Got it. Appreciate that. And then Bryce, I want to go back to something you talked about. You talked about some of the engagements you have around Generative AI and large language model training, etcetera. How are you thinking about the type of investments that TaskUs needs to make over at the next cycle of Generative AI development. I'm training seems like it's the 1st, but what comes after that and how can we think about the ways that you'll look to pursue that investment? Thanks.

Bryce Maddock

Analyst

Yeah. I mean, we've been investing pretty heavily in building a technology organization that's capable of building a platform in the form of TaskGPT. We also have a team of AI experts that lead our AI services line. I think that those investments will increase as we go into next year. We expect to invest more in generative as well as more in sales and marketing to drive growth. And then I would just say also though that there's a huge opportunity for us to grow revenue, through the training of large language models and the trust and safety services that these image generation and language models are going to require.

James Faucette

Analyst

Got it. Appreciate that.

Operator

Operator

Our next question is from William McNamara with BTIG. Please proceed.

William McNamara

Analyst

Hi. This is Bill on for Matt. With the support of autonomous driving that is currently in use, is there a number of agents per car we should be thinking about or is it too early to know for vehicle safety operations and kind of how large do you think this can become for Task?

Bryce Maddock

Analyst

Yes, thanks so much for the question, Bill. So I think that, at this point, it's very early days in the autonomous vehicle space, but we're very well positioned. We support a number of the leading makers of autonomous vehicles. And this vehicle safety operation that we launched this quarter, is an incredibly exciting expansion of that work. At this stage, we're seeing clients look for ways to make sure they're ready to deliver safety for their cars and riders in the field. But to do so in a way that's a bit more cost efficient, we mentioned one of our large autonomous vehicle clients, cutting spend on certain AI services in the last quarter. So it's early days to figure out exactly what that per car ratio to agents would be. But I think we're really well positioned as this space continues to grow.

William McNamara

Analyst

Great. Thanks for taking my question.

Operator

Operator

Our final question is from Cassie Chan with Bank of America. Please proceed.

Cassie Chan

Analyst

Hi.

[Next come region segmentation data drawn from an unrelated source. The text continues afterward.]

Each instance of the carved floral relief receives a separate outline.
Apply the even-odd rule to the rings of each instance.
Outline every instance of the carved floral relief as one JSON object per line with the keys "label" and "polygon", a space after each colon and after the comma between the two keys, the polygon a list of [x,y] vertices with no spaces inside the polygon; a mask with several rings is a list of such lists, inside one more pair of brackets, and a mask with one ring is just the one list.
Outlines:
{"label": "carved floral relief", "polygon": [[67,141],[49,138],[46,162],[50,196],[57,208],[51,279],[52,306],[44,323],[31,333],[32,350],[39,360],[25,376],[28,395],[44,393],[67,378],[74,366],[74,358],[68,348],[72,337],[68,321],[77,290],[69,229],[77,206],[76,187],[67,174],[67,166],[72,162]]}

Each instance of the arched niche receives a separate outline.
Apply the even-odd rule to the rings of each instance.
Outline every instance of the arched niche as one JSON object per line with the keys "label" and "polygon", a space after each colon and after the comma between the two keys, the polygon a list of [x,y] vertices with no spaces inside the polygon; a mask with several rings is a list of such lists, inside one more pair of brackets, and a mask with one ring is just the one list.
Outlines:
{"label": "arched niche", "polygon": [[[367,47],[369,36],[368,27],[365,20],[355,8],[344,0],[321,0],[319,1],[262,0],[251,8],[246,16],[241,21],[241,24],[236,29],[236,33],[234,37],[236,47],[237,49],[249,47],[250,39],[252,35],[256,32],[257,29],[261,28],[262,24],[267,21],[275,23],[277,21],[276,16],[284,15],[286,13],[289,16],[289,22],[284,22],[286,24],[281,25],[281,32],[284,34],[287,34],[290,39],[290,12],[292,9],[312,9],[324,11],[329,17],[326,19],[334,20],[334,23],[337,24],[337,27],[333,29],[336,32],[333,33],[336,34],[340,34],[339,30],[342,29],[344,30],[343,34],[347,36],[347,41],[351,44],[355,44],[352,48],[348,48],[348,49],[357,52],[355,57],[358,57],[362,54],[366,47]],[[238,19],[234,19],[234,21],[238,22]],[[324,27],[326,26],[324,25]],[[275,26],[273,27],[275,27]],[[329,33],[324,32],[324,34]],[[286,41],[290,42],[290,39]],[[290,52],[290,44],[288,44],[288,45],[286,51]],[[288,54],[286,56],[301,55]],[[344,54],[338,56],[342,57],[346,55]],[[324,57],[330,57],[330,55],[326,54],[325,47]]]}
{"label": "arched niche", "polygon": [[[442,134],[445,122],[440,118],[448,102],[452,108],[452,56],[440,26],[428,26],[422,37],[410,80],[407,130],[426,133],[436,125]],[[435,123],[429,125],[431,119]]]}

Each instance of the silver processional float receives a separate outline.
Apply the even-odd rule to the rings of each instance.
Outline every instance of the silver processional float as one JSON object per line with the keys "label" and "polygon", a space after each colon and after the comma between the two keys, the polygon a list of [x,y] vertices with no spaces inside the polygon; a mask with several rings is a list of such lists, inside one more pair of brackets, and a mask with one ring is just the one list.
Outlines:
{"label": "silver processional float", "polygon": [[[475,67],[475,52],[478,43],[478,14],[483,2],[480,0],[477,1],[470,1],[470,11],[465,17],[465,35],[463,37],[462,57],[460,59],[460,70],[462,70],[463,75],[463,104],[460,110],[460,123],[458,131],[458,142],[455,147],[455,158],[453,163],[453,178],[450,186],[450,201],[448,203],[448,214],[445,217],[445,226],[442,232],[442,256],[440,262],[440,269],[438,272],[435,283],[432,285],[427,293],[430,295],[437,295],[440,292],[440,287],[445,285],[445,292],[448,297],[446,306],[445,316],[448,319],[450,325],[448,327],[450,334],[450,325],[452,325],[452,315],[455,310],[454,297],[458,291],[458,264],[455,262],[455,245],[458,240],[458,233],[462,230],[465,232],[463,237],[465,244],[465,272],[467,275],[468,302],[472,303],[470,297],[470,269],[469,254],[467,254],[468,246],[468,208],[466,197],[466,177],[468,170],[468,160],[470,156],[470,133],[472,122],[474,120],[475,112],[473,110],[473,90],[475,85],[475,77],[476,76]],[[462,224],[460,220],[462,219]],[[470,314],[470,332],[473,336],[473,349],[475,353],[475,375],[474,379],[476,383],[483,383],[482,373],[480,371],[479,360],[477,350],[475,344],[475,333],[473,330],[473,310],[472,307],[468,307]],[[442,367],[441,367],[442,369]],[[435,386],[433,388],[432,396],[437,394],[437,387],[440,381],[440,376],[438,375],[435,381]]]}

I just wanted to dig in a little further on your comment on 1Q 24. Should we expect, you know, a commodities central decline quarter over quarter versus 4Q similar to trends you saw in 2023? And also on a year over year basis, could you just clarify, could we see maybe further year over year deceleration as well versus, you know, call it down 7% based on the guidance you gave for 4Q? Thank you.

Bryce Maddock

Analyst

Cassie, thanks so much for the question. So I think that's right. We're talking about the reversal of those seasonal volumes and the risk of some incremental churn given the macroeconomic environment. At this point, we're really satisfied with the results we were able to deliver this quarter and we hope to deliver similar results going forward. But given the more challenging comp in Q4 and in Q1 of next year, the year over year decline may be slightly larger.

Cassie Chan

Analyst

Got it. That's helpful. Thank you.

Operator

Operator

This concludes our question and answer session and this will conclude our conference. You may disconnect your lines at this time and thank you for your participation.